Friday, April 28, 2006

A Good Head for Words

We moved from Wilson Lane to Strawberry Hill. Across from us was the village ball field. Robin was too young and I was too unathletic to be allowed to play in the pickup games, but my mother solved the problem. She gave us food to distribute to the players – I remember oranges one time – and so we were allowed to play. I only remember being on base once, a magical moment. I stood there, worried that I wouldn’t do the right thing, but awfully pleased. One of the best ball players was an athletic, handsome teenager, Freddy. His brothers were athletic too. When I got to grade five, he was in grade six. Our school had two grades to a room. When I was in grade six, he was still in grade six and sat next to me, his long legs sticking out on the aisle because he couldn’t fit them under the desk. He asked for my help, and I gave it – I think were cheating, but I can’t be sure. This was the first time I realized the extent to which some people were less smart than I was. I knew I was considered smart. At one of the church minstrel shows, a joke was told that required the name of someone smart, and my name was used. But I hadn’t realized how dumb some people were. It seemed unfair to me, but I reconciled myself to the injustice by thinking how good he was at baseball and how handsome he was.

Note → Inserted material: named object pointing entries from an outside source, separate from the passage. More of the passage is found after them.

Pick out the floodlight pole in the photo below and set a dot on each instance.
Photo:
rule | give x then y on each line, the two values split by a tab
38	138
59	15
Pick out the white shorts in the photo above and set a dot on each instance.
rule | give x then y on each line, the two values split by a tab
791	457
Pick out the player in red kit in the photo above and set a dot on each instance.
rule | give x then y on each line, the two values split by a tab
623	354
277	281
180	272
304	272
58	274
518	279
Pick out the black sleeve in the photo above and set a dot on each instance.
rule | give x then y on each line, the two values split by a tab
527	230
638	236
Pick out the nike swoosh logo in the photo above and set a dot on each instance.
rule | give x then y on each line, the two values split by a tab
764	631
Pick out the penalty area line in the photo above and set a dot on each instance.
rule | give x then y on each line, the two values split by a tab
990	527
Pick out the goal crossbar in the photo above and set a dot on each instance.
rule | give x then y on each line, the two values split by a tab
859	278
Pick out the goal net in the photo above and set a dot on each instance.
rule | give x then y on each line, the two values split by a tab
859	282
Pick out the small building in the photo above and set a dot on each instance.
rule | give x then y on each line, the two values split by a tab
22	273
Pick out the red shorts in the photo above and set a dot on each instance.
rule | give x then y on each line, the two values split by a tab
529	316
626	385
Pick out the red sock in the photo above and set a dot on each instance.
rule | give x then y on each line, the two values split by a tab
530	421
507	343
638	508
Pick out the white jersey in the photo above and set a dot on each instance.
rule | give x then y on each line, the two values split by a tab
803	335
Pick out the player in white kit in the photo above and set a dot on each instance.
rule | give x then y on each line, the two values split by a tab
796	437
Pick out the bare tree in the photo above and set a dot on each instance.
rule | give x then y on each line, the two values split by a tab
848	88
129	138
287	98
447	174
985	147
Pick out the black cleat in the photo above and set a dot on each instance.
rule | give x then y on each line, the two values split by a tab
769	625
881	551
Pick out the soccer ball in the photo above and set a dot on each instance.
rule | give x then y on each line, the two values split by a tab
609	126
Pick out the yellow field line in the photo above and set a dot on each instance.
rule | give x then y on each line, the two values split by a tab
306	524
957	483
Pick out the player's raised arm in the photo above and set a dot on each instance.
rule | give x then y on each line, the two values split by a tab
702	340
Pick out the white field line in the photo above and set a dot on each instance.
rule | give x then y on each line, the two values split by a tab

Bill was told the same anecdote by several people about how I had delivered a “piece” at the Christmas program when I was 18 months old. I suppose the event was even more dramatic because I was small for my age and could hardly walk. The story as told to me gave me to understand something about myself. I crawled up the stairs to the platform, stood unsteadily, looking around curiously, and delivered the words.

My father told me several times about talking to a man named LaPointe whose son was born within a few days of me. When we were a little older than a year, my father and LaPointe had a conversation about their kids. “Does your son walk?” “Yes, he’s been walking for a few months.” “My daughter doesn’t walk yet.” “Does she talk?” “Yes, she’s been saying words since she was six months old and talking in sentences since she was one.” “My son doesn’t talk yet.”